A lot has been said about the residence time, or binding kinetics, of small molecules to their targets. Drug binding kinetics has gained increased attention in medicinal chemistry and pharmacology due to its potentially stronger correlation to in vivo efficacy of drugs relative to a drugs thermodynamic affinity for its target. Since this is a hot area of research, I think it’s natural to speculate about it. Let me share some thoughts.
Firstly, the notion that kinetics correlates to in vivo efficacy is an excessively generalizing statement. So let’s consider the specific cases for ligand binding, assuming equivalent thermodynamic affinity for any given set of drugs. First, let’s consider rapid on-off binding kinetics of a drug. Some drugs have physico-chemical properties which make them attach very rapidly to binding sites of proteins. Since it is a low energy process to bind, it is also a low energy process to dissociate from the binding site, and thus the drug is a “fast binder.” A drug which is a fast binder elicits its biological effect quickly as well. Theoretically, a fast binder is overall more susceptible to metabolism, excretion, and sequestering with various proteins in the body. I’ll discuss this aspect below.
Next, let’s consider a “slow-onset, long residence time” drug. These types of drugs require long periods of time before they can bind a protein due to the sophisticated, high energy process of drug attachment. Long residence time drugs represented about 25 % of FDA approved drugs in a past review, and more recently may account for up to 25 percent of FDA approved drugs. Long residence time drugs have the advantage of persistently modifying the protein which they bind to. Superficially, this would seem to be a great idea since a drug has biological effects predominately when bound to proteins. However, modifying the function of key proteins for extended periods of times can have disastrous effects, even though models of a disease would not suggest such an outcome. This effect is summarized in the phrase “target mediated toxicity” and is one major reason why long residence time inhibitors are not a good idea. Furthermore, the whole notion of a long residence time drug is entirely superseded by pharmacokinetics anyway. If a drug is clear rapidly from the body, it doesn’t matter how long it will bind to its target. Thus, binding kinetics really should not even be a discussion until a drug’s pharmacokinetic profile has been optimized first.

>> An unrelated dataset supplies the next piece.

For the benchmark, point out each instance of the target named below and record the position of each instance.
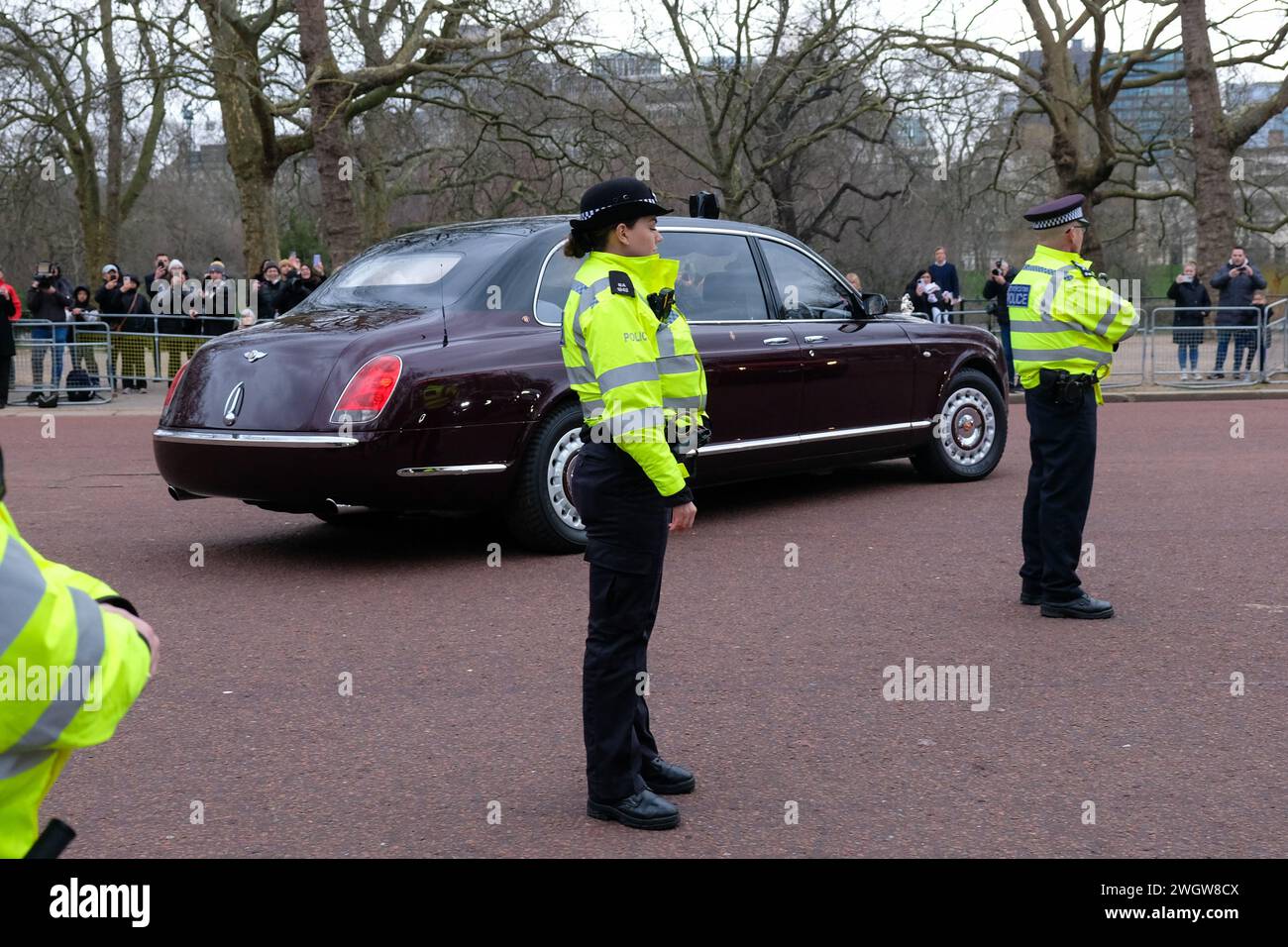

I greatly respect the scientists who have put their intellectual ideas out for the world to consider and criticize, and the same holds true for those who have studied drug binding kinetics. The failure of so many drugs in clinical trials begs the question what pharmaceutical companies are lacking in their research of potential drugs. Unfortunately, drug binding kinetics is not a remedy to this lack of knowledge, and in fact, it may distract from more fundamental research which is required to make a successful drug. Toxicity and lack of efficacy continue to plague clinical candidates, and these features are much more closely intertwined with the general pharmacokinetics of drug more than anything else. In summary, my feeling is that binding kinetics remain a detail that has differing levels of importance in drug design, unlike absorption or distribution which are always absolutely vital to drug efficacy. Even when drug binding kinetics are important, it’s certainly not a given that a “long residence time” drug is better for treating an illness than a kinetically “short residence time” drug.